It’s counterintuitive for many, but consumer bankruptcy filings in 2021 were at a low level not seen since the 1980s. This is attributable to several factors:
1. Eviction moratoriums, foreclosure moratoriums, direct aid from the federal government and other programs have assisted millions of Americans in a challenging time across America. In Virginia, for instance, the state the created its first Rental Relief Program via $465 million from the U.S Treasury. The program allowed renters to apply for up to 15 months of rent relief and is responsible for assisting over 48,000 households.
2. Low interest rates have kept payments more manageable and have resulted in people being able to keep their homes. Mortgage rates hitting their record low last January 2021 at 2.65% for the average 30-year fixed-rate loan.
3. Mortgage lenders have been more creative with forbearance agreements. A forbearance agreement between a mortgage lender and a delinquent borrower alters the repayment terms. In this agreement, the lender agrees not to foreclose on the mortgage, while the delinquent borrower agrees to a revised mortgage plan that will bring them current on any owed payments to date. A mortgage forbearance agreement will often suspend or reduce the payments for a period of time, allowing the borrower to fulfill the mortgage obligation without having the property foreclosed on by the lender.
4. The court system has also played a role due to the pandemic. With courts just getting back up to speed in some jurisdictions and the amount of time it takes in judicial foreclosure states to complete a sale, there was a negative trend on bankruptcy filings. Further, the time for creditors to obtain judgments and to proceed to execute on assets of the debtor slowed down the process and did not force consumers to consider bankruptcy.
But, consumer bankruptcy is set to rebound in 2022 due to the changing nature of all of these factors:
1. The U.S. Supreme Court struck down the CDC’s eviction moratorium in August 2021. In its opinion, the majority wrote that the CDC relied on “a decades-old statute that authorizes it to implement measures like fumigation and pest extermination…it strains credulity to believe that this statute grants the CDC the sweeping authority that it asserts…if a federally imposed eviction moratorium is to continue, Congress must specifically authorize it.”

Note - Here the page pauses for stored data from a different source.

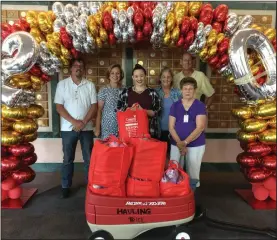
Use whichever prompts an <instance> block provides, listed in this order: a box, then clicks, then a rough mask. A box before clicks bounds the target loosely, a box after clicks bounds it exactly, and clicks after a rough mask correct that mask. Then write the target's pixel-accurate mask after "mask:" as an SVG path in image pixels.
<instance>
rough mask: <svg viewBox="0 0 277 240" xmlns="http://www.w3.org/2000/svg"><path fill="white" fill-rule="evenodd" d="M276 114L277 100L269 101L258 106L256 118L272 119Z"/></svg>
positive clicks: (258, 118)
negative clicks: (276, 102) (276, 101)
mask: <svg viewBox="0 0 277 240" xmlns="http://www.w3.org/2000/svg"><path fill="white" fill-rule="evenodd" d="M275 116H276V102H275V101H272V102H268V103H264V104H262V105H259V106H257V107H256V109H255V112H254V118H257V119H270V118H273V117H275Z"/></svg>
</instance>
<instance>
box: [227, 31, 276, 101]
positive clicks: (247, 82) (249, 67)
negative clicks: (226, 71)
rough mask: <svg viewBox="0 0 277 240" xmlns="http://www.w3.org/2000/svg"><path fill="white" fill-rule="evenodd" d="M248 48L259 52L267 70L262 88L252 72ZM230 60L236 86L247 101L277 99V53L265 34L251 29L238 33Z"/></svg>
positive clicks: (230, 65)
mask: <svg viewBox="0 0 277 240" xmlns="http://www.w3.org/2000/svg"><path fill="white" fill-rule="evenodd" d="M247 48H252V49H254V50H255V51H257V53H258V54H259V55H260V57H261V59H262V62H263V64H264V67H265V69H266V73H267V81H266V82H265V83H264V84H263V85H262V86H258V84H256V80H255V77H254V76H253V74H252V72H251V69H250V66H249V64H248V58H247ZM229 59H230V66H231V69H232V72H233V75H234V77H235V84H236V85H237V86H238V88H239V91H240V93H241V94H242V96H243V97H244V98H245V99H246V100H247V101H252V100H258V99H265V98H271V97H276V53H275V50H274V48H273V46H272V44H271V43H270V41H269V40H268V38H267V37H266V36H265V35H264V34H263V33H261V32H260V31H258V30H255V29H250V28H247V29H242V30H239V31H237V32H236V33H235V34H234V36H233V37H232V39H231V42H230V47H229Z"/></svg>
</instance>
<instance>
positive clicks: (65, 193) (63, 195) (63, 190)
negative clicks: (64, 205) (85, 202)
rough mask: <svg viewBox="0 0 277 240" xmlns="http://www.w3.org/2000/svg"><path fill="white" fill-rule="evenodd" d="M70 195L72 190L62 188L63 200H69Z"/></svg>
mask: <svg viewBox="0 0 277 240" xmlns="http://www.w3.org/2000/svg"><path fill="white" fill-rule="evenodd" d="M69 195H70V189H69V188H62V196H61V197H62V198H68V197H69Z"/></svg>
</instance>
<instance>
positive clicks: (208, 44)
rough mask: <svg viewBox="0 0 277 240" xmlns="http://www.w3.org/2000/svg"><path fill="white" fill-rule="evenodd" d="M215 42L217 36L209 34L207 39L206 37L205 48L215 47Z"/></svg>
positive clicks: (213, 34)
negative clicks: (206, 39)
mask: <svg viewBox="0 0 277 240" xmlns="http://www.w3.org/2000/svg"><path fill="white" fill-rule="evenodd" d="M216 40H217V35H216V34H212V35H211V34H210V35H209V37H208V39H207V43H206V44H207V46H208V47H211V46H213V45H214V46H217V44H216Z"/></svg>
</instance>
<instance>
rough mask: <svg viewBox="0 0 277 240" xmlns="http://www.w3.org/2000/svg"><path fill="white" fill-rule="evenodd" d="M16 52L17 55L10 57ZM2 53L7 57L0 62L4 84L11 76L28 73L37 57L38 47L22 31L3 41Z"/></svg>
mask: <svg viewBox="0 0 277 240" xmlns="http://www.w3.org/2000/svg"><path fill="white" fill-rule="evenodd" d="M16 50H17V53H16V54H15V56H14V57H12V54H13V53H14V52H15V51H16ZM2 53H3V54H4V55H5V56H8V57H9V58H7V59H2V60H1V64H2V69H1V71H2V75H4V76H5V79H4V82H2V84H4V83H5V82H7V81H8V79H9V78H10V77H11V76H13V75H15V74H20V73H24V72H28V71H29V70H30V69H31V68H32V66H33V65H34V64H35V63H36V61H37V58H38V56H39V45H38V44H37V43H36V41H35V39H34V38H33V36H32V35H31V34H29V33H27V32H23V31H20V32H14V33H12V34H10V35H9V36H8V37H6V38H5V40H4V41H3V43H2Z"/></svg>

2. Today, mortgage rates hit a 20-month high at 3.22%. While this is historically low (since 1971, rates have been lower than this week’s 3.22% just 3% of the time), mortgage, housing, and finance professionals are predicting that rates could balloon as high as 4 percent.
3. Forbearance agreements are expiring. The total number of loans now in forbearance decreased by 34 basis points from 2.62% of servicers’ portfolio volume to 2.28% as of late October 2021. Of significance within the the cumulative forbearance exits for the period from June 1, 2020, through October 10, 2021, at the time of forbearance exit, 16.7% represented borrowers who did not make all of their monthly payments and exited forbearance without a loss mitigation plan in place yet.
4. Courts have largely reopened and adapted since the early days of the pandemic. With them have come a steadier stream of foreclosure sales and other collection activity.